We get $p(r|s)$ by summing the LHS over $s'$ and $a$:

$$ p(r|s) = \sum_{s' \in S} \sum_{a \in A} p(s',a,r|s) =\sum_{s' \in S} \sum_{a \in A} p(s',r|s,a).\pi(a|s) $$

We compute the expectation as $$ \mathbf{E}[R_{t+1}|S_t =s] = \sum_{r \in R} r.P(r|S_t = s) $$

The subscripts in the notation are mainly due to convention.

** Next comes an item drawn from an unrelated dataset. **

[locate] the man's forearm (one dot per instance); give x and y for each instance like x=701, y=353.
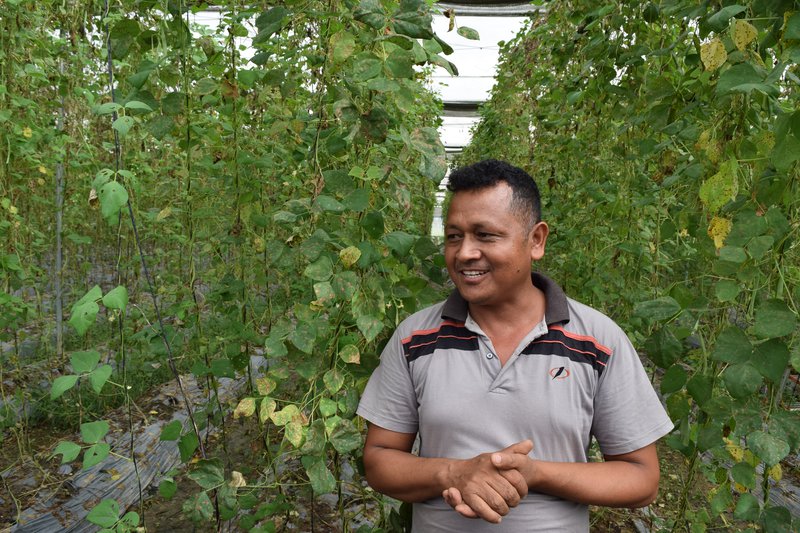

Substituting above for $p(r|s)$ from the previous equation gives: $$ \mathbf{E}[R_{t+1} | s] = \sum_{r \in R} r.\sum_{s' \in S} \sum_{a \in A} p(s',r|s,a).\pi(a|s) $$

ahron
  • 265
  • 2
  • 7

1 Answers1

3

While the tower rule is a valid approach, your use of basic probability rules suffices here. You can rearrange your summations to match the standard result starting with the summation weighted by the policy as $$ \mathbb{E}[R_{t+1} | s] = \sum_{a \in A} \pi(a|s) \sum_{r \in R} \sum_{s' \in S} rp(s',r|s,a) $$

Therefore the application of tower rule is simply equivalent to your application of the basic probability chain rule and expectation.

cinch
  • 11,000
  • 3
  • 8
  • 17